The Video Composition of a Multimodality Convert

As promised in my last post on the importance of incorporating multimodal assignments into the classroom, I am dedicating this post to a multimodal composition of my own!  I thought that, since I am wrapping up my blog series on 21st century literacies, it might be time to blog about something a little more interesting than my own general thoughts and research on said literacies.

This is also the blog post in which I confess that it was not so long ago that I would have stood with the crew that said things like, “Seriously?  A video project? This is why modern students can’t write; because we assign things like video projects.”  Composing multimodally was totally foreign to me. I had no experience with it and, because of that, I had absolutely no meaningful knowledge of the process that went into it. This was mostly prior to my taking the majestic Tanya Rodrigue‘s digital writing class, in which I was asked to complete this assignment as well as fundamentally challenge my understanding of what it meant to compose something.

The assignment is called “Concept in 60” and was designed by Dr.
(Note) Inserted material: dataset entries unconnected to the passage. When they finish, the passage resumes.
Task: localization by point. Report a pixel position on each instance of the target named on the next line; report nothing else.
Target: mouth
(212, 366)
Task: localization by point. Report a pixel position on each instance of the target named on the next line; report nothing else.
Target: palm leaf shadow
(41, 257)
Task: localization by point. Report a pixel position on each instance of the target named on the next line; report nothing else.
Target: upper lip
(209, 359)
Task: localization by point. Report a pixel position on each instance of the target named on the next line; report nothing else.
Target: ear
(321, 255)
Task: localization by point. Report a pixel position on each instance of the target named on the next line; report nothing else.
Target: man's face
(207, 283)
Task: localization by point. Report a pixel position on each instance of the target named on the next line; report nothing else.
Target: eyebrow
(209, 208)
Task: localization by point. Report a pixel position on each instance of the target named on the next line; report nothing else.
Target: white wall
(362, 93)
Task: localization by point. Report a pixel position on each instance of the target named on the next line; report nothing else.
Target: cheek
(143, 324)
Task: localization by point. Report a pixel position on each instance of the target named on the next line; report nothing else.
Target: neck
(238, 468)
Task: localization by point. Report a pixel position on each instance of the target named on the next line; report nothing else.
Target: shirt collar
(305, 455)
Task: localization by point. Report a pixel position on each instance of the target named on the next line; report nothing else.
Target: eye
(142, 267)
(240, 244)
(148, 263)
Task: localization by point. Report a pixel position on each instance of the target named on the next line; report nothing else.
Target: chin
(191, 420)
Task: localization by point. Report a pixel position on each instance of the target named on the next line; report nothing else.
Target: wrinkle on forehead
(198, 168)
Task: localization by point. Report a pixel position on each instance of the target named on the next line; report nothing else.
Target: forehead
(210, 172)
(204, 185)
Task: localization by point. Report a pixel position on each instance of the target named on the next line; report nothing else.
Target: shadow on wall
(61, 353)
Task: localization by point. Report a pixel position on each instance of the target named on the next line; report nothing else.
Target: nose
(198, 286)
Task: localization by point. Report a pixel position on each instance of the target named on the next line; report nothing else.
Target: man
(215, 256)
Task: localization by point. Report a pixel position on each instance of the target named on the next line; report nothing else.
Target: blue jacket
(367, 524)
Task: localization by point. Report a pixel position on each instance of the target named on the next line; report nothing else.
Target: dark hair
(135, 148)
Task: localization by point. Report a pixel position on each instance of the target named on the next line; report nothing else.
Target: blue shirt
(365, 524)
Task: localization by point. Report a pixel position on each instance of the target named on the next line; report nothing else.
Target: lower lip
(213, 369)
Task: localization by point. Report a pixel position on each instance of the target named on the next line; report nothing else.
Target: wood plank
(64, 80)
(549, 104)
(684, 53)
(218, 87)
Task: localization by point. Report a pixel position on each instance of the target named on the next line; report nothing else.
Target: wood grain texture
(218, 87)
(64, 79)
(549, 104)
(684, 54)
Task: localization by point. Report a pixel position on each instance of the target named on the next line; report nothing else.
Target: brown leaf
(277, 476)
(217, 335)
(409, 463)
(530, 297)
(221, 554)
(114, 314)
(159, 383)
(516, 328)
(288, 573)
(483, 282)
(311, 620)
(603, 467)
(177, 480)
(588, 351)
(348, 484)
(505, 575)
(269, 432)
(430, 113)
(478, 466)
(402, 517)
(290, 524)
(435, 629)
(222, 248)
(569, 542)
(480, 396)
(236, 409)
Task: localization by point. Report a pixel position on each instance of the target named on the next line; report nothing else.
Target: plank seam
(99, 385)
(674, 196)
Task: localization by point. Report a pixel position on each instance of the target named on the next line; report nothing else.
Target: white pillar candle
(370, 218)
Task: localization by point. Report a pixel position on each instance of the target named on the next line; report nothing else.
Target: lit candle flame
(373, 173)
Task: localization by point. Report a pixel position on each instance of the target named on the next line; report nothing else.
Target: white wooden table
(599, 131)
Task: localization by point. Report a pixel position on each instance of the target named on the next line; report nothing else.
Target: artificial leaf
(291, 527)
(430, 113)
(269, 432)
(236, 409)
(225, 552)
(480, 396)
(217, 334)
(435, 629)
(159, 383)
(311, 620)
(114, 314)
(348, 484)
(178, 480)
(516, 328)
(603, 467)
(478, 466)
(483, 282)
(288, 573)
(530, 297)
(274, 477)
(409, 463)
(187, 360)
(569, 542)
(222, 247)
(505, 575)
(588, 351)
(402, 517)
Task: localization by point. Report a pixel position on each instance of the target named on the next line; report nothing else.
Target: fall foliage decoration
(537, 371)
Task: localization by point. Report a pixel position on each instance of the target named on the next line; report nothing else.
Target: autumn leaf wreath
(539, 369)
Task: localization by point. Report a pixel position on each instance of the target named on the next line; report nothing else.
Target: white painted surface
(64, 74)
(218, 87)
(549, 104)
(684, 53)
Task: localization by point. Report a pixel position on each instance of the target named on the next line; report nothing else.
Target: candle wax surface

Scott DeWitt.  The task is to create a 60-second video that illustrates a concept, any concept you’d like. Your video may take a critical, reflective and/or interpretive approach to the subject matter, but you need to follow these rules:

1. Your video MUST be 60 seconds–not one second more, not one second less.
2. You must strip your video of all actual/matching audio. You may layer audio in your project as long as you avoid all video/audio matching.
3. You must include a title screen somewhere in your video. You must also give yourself credit as the video artist/composer somewhere in the video text.
4. You must secure permissions for all materials used in your project by their rightful owner or use creative commons and public domain material. Also, you must include a works cited page for all materials used in the project.

I came up with this:

I love it and I loved the process of making it, as I imagine most high school students would.  Videos are cool; everyone loves them.  However, the thing that made this assignment productive for my personal composition skills was the accompanying reflection paper.  In this paper, I was asked to think about the choices I had made when composing this video project and tie those choices back to some very literary strategies and scholarly research.  I was asked to become aware of the process I went through, concretizing some of my relatively savvy (if I do say so myself) decisions.  This involved me thinking critically about how I identified my purpose, structured my argument, appealed to my audience, and concluded my thoughts.  I noticed points in which I used symbols and how those symbols made my composition more effective.  By the end of the whole reflection, I was aware of how complex and intentional my process had been; it was very essay-like and I hadn’t even noticed.  I began to think how equipped I would be if someone then asked me to write an essay outlining the idea of home.  I was prepared to write something fairly complex and compelling.

As a writer, I learned so much from this process.  I believe that the secret to strong multimodal assignments in the classroom lies in the reflective paper.  Modern high school students are smart; they can often toss together a compelling video or audio project with minimal guidance.  Let’s not dismiss that as irrelevant, but let’s also not accept that without analysis.  Let’s channel their abilities and ask them to reflect on what strategies they are using to compose something effective or powerful.  If our assignments ask this well, students will learn how those strategies can be applied to other types of compositions, making multimodality an invaluable classroom tool.

2 thoughts on “The Video Composition of a Multimodality Convert

  1. Anne says:

    I loved this assignment. I think something amazing it also does is force the writer to really think about the heart of their project and get right to it. I find a lot of students struggle to really get at the point in their papers, but this composition project forces them to do this, and this skill can then be transferred to other composition pieces. Thanks for sharing!